Option A — Prevent race condition​​

So the first idea would be to prevent this scenario above happening.

We would d​isable the scaling of write services and only allow a single application instance to process incoming requests. That’s sadly not enough, we would have to serialize the requests as well, in Java maybe with some locking or synchronizing mechanism.

​​Verdict: :-(​​

​​Too strict, not flexible. I somehow feel like I even have to apologize for bringing this up. But this is a natural idea which simply doesn’t work well in practice.

Option B — DB level​​

Since the database is the point where all micro service instances meet, it seems to be a feasible idea to put this uniqueness check there. It’s also the classic solution, it always has been the option chosen by many in the past.

But different DBs support this very differently and there’s no solution which works everywhere the same way.​​

​​MySQL: trigger. ​

Postgres: partial index or a special unique index.

Mongo: ?

​​We’d like to avoid putting logic in the DB. First it looks simple but the logic in the DB can blow up and get bigger any time. And it’s difficult to test.​ Actually my biggest concern is testing. Sure, with docker and testcontainers you can do wonders but these sort of integration tests are slow and therefore expensive.

But still, let’s have a look at the before insert trigger in MySQL:

delimiter //​​
create trigger ticket_price_def_unique_trigger before insert on ticket_price​​
for each row​​
begin​​
declare msg varchar(128);​​
if EXISTS (SELECT 1 FROM ticket_price WHERE origin=NEW.origin AND dest=NEW.dest​​
AND (​​
((new.valid_from BETWEEN valid_from AND valid_until) OR (new.valid_until BETWEEN valid_from AND valid_until))​​
OR​​
((valid_from BETWEEN new.valid_from AND new.valid_until) OR (valid_until BETWEEN new.valid_from AND new.valid_until))​​
)) then​​
set msg = concat(‘Trying to insert overlapping rule: ‘, cast(new.origin as char), ‘-’,cast(new.destination as char));​​
signal sqlstate ‘45000’ set message_text = msg;​​
end if;​​
end​​
//​​
delimiter ;​​

It works fine but it looks ugly as hell.

Option C — Aggregates​​​

I’m sure some of you read book by Eric Evans (I still haven’t managed), and this is where the pattern is coming from.
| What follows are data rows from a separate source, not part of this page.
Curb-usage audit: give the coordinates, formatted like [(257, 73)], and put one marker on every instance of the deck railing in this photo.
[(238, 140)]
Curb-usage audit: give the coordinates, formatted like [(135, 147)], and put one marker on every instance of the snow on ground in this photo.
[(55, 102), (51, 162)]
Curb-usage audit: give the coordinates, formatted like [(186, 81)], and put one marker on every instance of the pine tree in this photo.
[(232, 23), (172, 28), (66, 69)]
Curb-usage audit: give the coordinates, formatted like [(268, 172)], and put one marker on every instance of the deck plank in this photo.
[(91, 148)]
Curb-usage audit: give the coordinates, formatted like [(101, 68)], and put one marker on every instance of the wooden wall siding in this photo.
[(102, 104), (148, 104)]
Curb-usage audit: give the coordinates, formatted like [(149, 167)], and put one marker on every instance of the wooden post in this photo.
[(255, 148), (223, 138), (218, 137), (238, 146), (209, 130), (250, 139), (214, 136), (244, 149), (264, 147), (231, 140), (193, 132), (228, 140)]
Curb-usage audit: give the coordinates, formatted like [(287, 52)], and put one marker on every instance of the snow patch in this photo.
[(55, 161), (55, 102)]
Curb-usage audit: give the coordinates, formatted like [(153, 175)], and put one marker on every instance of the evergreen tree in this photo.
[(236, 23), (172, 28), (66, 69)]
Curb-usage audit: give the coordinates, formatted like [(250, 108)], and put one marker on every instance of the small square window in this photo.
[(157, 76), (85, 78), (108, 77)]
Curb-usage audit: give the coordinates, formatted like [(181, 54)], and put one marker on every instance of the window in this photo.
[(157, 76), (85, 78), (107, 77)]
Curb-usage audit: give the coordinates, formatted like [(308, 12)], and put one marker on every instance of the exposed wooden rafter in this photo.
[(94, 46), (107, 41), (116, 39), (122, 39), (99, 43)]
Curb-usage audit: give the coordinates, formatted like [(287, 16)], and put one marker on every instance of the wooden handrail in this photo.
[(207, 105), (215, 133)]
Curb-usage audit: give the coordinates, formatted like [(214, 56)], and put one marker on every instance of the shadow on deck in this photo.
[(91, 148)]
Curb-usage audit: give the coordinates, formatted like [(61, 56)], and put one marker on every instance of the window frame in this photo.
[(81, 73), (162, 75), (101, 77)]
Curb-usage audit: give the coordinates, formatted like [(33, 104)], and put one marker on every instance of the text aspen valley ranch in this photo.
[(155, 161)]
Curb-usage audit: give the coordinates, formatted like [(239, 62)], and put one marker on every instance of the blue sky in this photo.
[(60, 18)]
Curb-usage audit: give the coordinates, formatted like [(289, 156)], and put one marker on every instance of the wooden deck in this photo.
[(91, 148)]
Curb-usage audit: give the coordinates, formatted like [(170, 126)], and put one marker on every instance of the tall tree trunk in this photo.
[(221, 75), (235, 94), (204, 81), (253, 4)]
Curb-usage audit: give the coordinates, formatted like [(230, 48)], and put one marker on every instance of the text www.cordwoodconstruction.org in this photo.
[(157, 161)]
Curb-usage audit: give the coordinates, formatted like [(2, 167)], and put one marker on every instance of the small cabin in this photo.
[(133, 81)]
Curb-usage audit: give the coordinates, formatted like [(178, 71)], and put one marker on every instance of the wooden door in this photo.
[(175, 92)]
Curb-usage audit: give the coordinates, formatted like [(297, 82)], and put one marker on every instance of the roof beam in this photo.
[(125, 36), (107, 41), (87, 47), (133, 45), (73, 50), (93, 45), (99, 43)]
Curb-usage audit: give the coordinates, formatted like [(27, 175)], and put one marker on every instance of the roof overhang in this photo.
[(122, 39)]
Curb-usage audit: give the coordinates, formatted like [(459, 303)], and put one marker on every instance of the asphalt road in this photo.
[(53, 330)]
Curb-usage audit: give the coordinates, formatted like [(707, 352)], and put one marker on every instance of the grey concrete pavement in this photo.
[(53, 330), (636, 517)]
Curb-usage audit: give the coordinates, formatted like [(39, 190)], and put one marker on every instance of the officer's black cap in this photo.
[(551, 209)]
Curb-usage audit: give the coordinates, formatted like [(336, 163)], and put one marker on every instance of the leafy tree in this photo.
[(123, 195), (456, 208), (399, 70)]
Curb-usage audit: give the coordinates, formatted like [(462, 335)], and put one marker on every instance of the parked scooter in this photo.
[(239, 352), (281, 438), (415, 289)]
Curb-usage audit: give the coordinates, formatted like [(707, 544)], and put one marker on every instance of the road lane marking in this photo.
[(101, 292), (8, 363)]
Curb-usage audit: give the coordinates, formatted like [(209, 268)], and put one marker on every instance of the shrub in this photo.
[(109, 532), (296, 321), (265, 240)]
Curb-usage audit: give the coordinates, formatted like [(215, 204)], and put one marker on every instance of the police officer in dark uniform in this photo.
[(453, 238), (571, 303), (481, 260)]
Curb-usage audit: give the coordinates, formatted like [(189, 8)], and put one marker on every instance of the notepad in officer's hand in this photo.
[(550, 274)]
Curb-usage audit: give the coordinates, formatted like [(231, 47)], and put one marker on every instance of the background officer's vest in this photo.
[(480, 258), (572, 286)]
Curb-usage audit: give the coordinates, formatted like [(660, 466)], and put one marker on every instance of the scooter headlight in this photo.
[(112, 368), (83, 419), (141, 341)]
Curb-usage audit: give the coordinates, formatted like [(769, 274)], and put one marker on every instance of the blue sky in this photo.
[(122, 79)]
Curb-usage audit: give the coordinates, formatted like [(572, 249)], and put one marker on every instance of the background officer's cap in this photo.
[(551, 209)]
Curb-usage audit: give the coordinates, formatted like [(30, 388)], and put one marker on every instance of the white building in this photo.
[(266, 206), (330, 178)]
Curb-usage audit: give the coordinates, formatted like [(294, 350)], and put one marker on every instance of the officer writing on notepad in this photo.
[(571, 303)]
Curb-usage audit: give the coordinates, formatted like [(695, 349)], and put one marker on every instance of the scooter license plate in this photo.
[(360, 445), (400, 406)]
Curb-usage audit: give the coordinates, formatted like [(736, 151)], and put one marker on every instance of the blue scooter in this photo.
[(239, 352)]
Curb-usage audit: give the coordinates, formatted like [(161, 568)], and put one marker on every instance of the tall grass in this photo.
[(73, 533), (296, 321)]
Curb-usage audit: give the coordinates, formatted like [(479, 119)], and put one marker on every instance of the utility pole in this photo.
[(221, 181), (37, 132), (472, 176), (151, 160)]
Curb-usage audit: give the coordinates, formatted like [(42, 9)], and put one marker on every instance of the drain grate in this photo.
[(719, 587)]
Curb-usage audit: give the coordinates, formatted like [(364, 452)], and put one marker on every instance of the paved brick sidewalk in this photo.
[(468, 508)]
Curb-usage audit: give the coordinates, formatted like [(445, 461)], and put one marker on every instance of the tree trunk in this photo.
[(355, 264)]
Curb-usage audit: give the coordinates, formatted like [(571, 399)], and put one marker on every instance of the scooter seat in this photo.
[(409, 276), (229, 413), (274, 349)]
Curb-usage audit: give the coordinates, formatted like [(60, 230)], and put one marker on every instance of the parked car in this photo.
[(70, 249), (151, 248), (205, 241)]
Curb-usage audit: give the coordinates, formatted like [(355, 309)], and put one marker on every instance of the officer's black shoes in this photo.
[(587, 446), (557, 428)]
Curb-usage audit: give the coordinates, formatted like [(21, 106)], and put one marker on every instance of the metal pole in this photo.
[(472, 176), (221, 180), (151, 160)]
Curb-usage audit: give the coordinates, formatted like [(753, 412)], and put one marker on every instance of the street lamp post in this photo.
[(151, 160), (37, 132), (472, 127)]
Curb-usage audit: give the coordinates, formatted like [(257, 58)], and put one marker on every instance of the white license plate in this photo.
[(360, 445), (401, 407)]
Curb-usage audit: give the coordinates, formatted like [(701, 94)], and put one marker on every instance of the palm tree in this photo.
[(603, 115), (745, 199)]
The more I think about the problem, the more I see that these validity periods somehow belong together. And if they belong together logically, that what stops us from coding it that way?

Let’s call that object containing everything for an origin destination pair an aggregate. It’s also a write model: containing the data necessary for doing validation when we’d like to write the state of our application.

Aggregate (orig, dest, validity_periods: [{from, until}, {from, until}, …, {from, until}])

The validity periods would be a jsoncolumn or even a testor blob if you don’t have the json feature enabled in your database engine.

Now we also keep the original entity, which is simply a read model object, an object used to serve the UI, a read optimized view on the state of our application.

Read Model Entity (id, orig, dest, from, until, value)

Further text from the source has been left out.